The United States Federal reserve has moved closer to an interest rate rise this month.
In September the USA’s central bank, the Federal Reserve (the ‘Fed’) surprised a fair few investment ‘experts’ by deciding not to increase short term interest rates. The Fed’s Chair, Janet Yellen, had earlier been dropping hints that September could see ‘lift-off’, thereby wrong-footing some pundits.
In a statement issued after the September decision, the Fed said that “Recent global economic and financial developments may restrain economic activity somewhat and are likely to put further downward pressure on inflation in the near term.” Decoded from Fedspeak, this was interpreted as Yellen & Co being concerned about the international impact of China’s falling trio of growth, share prices and currency.

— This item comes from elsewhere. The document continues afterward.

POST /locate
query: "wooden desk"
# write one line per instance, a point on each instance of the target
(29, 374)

The Fed’s last meeting, at the end of October, dropped the reference to global issues and made one other important change. It removed the usual vague references about the timing of rate rises and specifically highlighted a timescale with the phrase “In determining whether it will be appropriate to raise the target range at its next meeting…”
All eyes are now on 16 December and the press conference after that next meeting. If interest rates stay on hold, there could be some difficult questions for Ms Yellen to answer. On the other hand, if rates do rise, the reaction of the markets could be quite volatile in the run up to Christmas. This underlines the importance of the layers of diversification that we build in to client portfolios, to help protect the investments we manage from some of this volatility.
The value of your investment can go down as well as up and you may not get back the full amount you invested. Past performance is not a reliable indicator of future performance. Investing in shares should be regarded as a long-term investment and should fit in with your overall attitude to risk and financial circumstances.